Не убили. После боя подобрали и в тыл – война для него закончилась. Выходили и отправили домой. После освобождения Сахалина переехал сюда. С инвалидностью на работу устроится тяжело, а пенсия маленькая. Хорошо, что грузчики предложили работать в бригаде. Нет, он не помогал им разгружать вагоны – ноги пробиты, да и руки плохо держат. Он им заваривает чай, разогревает нехитрую снедь. Долю платят как всем, тем кто разгружает вагоны.

Я был удивлён. Грузчики, которые работали в посёлке на базах, были похожи на каких-то запылённых вялых обезьян. Ссутулившиеся, в грязных робах, двигающиеся всегда с одинаковой, не быстрой, скоростью, почти автоматически. С впалыми, тусклыми, ничего не выражающими глазами, по вечерам, после работы, и выходные – пьяные.

Разговаривали они матом. Из цензурного, в их разговорах, были только знаки препинания и паузы. Не обладая высоким интеллектом, они сохранили в себе человечность.

Другие бригады сами себе заваривали чай, разогревали еду, без какого-либо ущерба для работы. Специально выделенный для этого человек был не нужен. А эти взяли ветерана, сами предложили ему. Он был при деле, он получал деньги, он работал, он был нужен.

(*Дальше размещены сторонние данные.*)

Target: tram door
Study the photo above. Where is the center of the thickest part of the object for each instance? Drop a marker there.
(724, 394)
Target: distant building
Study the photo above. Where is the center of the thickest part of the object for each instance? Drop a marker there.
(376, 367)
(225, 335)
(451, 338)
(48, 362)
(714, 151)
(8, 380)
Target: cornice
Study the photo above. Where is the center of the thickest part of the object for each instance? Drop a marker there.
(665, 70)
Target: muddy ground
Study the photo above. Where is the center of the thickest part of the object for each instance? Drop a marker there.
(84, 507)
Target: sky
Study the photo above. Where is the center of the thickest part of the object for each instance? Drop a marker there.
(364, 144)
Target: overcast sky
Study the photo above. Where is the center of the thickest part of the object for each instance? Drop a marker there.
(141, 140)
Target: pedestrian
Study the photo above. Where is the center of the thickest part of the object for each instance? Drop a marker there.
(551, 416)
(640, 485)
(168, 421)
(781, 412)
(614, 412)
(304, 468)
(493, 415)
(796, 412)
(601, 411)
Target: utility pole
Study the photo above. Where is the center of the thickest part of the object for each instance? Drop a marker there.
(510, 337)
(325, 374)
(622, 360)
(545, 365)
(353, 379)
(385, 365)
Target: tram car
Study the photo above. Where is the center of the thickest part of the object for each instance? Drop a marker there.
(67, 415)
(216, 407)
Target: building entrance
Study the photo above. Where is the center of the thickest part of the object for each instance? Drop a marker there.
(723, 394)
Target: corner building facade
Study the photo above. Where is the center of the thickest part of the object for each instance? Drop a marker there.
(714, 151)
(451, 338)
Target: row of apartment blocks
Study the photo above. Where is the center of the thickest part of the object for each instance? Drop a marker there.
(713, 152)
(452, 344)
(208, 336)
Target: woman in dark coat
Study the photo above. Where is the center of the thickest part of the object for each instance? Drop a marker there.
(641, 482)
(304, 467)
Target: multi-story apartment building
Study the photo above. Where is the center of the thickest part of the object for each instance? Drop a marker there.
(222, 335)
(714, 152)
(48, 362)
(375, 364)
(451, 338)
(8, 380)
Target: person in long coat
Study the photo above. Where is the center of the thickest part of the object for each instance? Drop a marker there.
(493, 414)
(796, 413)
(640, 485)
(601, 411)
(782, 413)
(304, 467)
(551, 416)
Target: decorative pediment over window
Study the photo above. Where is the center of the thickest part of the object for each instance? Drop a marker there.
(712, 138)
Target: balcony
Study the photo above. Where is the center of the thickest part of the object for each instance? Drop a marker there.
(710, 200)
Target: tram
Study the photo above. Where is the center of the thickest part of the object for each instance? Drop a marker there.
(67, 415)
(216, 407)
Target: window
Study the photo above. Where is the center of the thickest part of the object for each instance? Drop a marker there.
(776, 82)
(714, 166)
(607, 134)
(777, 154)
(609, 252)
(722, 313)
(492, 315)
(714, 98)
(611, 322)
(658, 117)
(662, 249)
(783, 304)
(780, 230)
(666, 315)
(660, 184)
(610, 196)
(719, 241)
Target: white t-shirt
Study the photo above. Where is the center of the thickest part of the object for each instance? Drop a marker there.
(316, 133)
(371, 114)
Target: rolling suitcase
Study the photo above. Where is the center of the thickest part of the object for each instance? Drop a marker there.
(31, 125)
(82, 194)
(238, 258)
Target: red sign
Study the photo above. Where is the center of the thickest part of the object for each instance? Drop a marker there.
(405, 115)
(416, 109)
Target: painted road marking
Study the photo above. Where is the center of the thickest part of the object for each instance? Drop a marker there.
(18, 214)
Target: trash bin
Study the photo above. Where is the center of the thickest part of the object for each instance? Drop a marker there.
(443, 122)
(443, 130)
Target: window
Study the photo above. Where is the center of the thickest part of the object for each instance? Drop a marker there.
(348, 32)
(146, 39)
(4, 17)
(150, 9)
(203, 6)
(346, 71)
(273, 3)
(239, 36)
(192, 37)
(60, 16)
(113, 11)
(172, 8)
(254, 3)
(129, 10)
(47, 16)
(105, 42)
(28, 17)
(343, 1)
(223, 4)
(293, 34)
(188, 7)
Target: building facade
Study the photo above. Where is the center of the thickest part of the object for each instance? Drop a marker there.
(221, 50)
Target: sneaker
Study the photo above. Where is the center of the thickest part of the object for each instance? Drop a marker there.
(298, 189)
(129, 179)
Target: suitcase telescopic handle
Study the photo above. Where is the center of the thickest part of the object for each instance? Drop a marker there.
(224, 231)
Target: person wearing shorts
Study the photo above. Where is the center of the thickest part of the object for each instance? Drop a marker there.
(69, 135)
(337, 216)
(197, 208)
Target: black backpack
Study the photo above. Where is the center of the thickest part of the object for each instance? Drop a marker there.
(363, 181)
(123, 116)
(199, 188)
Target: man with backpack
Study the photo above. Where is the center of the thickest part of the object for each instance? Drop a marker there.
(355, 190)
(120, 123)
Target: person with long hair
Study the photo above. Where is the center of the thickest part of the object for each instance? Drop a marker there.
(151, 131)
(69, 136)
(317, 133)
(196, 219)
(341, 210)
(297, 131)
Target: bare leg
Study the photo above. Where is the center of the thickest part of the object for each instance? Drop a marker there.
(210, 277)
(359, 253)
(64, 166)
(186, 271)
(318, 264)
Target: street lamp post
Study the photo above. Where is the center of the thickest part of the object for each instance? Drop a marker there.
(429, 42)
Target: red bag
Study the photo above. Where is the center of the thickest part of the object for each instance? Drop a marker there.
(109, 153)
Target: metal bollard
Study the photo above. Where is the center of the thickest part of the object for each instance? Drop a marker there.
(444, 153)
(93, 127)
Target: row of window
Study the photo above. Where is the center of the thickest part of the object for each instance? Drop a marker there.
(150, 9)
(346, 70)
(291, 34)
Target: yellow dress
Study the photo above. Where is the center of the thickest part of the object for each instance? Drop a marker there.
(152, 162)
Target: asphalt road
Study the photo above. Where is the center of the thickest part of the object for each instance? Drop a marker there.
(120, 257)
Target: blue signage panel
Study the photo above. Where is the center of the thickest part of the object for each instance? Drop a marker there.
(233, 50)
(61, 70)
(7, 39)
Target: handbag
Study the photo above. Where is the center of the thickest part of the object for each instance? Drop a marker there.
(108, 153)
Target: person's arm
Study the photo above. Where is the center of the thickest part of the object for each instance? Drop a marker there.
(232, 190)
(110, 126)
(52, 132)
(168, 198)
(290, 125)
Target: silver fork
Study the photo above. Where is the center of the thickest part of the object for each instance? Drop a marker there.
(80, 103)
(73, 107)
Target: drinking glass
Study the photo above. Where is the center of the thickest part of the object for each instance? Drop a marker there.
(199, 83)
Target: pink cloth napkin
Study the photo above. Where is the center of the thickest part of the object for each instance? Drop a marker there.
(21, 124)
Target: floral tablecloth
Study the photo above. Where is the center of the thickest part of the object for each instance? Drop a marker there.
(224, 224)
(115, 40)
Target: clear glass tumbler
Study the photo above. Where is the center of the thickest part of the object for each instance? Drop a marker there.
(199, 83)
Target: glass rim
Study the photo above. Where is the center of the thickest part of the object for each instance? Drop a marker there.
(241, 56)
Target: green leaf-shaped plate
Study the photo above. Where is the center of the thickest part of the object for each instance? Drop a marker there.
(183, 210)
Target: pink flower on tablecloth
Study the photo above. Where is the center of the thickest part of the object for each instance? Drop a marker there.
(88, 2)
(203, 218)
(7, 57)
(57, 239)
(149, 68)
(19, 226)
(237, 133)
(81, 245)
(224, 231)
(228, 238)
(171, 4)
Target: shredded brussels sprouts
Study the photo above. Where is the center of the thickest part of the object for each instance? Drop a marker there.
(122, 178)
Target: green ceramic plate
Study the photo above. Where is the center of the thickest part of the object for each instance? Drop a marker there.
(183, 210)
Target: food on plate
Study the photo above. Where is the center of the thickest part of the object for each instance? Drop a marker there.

Другие, более цивилизованные, образованные и интеллигентные организации, в том числе и заботящиеся о людях – пенсионерах, инвалидах, детях, не могли позволить себе такой роскоши – помочь человеку. Не для отчёта, а реально помочь.

У них не было такой возможности… Или желания?

А государство выплачивало ему пенсию. Небольшую. У него же не было рабочего стажа. Да и что героического или полезного он сделал для страны?